Ukrayna’daki krizin çözüme kavuşması için barış görüşmelerini sürekli olarak teşvik eden Çin, hem Rusya hem de Ukrayna tarafından tanınan ve tüm tarafların eşit katılımıyla bir uluslararası barış konferansının düzenlenmesini desteklemektedir. Fakat İsviçre’de 2024 yılı Haziran ayının ortasında düzenlenmesi planlanan barış konferansına Rusya davet edilmemiştir. Bu süreçte Çin, Rusya’nın söz konusu konferansa davet edilmesi için Batı’ya sürekli çağrılar yapmış ve sorunun çözümü için her iki tarafın katılımın önemli olduğunu vurgulamıştır. Bu çabaları sonuçsuz kalınca Çin, Reuters’ın aktardığı bilgilere göre, Ukrayna’daki barış konferansına katılma davetini kabul etmemiştir.[1]  

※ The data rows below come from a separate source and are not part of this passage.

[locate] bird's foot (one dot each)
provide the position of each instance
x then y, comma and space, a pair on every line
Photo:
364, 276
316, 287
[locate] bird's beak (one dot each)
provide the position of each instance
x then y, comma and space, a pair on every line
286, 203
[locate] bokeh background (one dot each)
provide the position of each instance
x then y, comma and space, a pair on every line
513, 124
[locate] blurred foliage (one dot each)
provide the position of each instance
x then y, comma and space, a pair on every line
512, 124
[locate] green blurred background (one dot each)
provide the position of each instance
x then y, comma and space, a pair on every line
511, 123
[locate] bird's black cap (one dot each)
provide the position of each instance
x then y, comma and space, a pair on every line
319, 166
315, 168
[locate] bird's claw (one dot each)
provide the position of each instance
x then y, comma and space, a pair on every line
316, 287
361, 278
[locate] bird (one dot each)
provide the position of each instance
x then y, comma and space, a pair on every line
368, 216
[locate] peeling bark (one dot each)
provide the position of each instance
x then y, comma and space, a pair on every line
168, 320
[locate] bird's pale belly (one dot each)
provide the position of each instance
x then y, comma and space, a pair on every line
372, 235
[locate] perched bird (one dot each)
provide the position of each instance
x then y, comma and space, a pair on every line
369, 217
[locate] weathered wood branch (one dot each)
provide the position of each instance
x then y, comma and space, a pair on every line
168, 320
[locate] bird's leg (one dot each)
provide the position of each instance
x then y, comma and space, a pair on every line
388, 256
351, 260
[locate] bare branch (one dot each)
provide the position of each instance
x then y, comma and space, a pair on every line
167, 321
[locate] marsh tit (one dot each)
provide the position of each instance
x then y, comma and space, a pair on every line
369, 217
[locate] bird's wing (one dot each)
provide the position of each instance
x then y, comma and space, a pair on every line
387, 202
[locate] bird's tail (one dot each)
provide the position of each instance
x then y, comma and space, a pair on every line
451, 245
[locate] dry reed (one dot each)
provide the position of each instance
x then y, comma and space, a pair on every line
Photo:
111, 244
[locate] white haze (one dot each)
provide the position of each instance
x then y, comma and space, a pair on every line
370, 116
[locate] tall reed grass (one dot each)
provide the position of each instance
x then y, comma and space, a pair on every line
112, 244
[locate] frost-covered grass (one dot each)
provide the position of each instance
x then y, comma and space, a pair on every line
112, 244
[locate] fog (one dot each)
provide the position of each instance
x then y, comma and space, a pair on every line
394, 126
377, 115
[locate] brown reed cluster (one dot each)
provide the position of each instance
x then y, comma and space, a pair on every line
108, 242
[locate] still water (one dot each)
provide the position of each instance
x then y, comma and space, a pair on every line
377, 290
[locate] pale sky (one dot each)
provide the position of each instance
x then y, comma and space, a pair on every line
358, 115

Çin’in Ukrayna’daki krizin siyasi çözümüne ilişkin son bir yıldaki yoğun çabaları dikkat çekmektedir. Rusya Devlet Başkanı Vladimir Putin, 16-17 Mayıs 2024 tarihlerinde Pekin’i ziyaret etmiş ve Putin, Pekin ziyareti öncesinde Xinhua Haber Ajansı’na verdiği röportajda Çin’in Ukrayna’yla ilgili yaklaşımına övgüde bulunmuş ve bunların “Soğuk Savaş zihniyetinin aşılmasının gerekliliği fikrini geliştiren” “gerçekçi ve yapıcı adımlar” olduğunu belirtmiştir.[2] Bu bakımdan Çin ve Rusya, aslında savaşın ortaya çıkış gerekçeleri konusunda yakın görüşlere sahip olabilir, fakat çözüm yolları konusunda da ayrıkları ileri sürülebilir. Çünkü Çin’in 2023 yılının Şubat ayında kamuoyuna duyurduğu Ukrayna’daki krize ilişkin 12 maddelik görüş belgesinde, ülkenin toprak bütünlüğü ve egemenliğinin tesisine de vurgu yapılmaktadır. Diğer taraftan Rusya ve Çin, tüm tarafların eşit katılımıyla bir uluslararası barış konferans düzenlenmesi konusunda hemfikirdir.  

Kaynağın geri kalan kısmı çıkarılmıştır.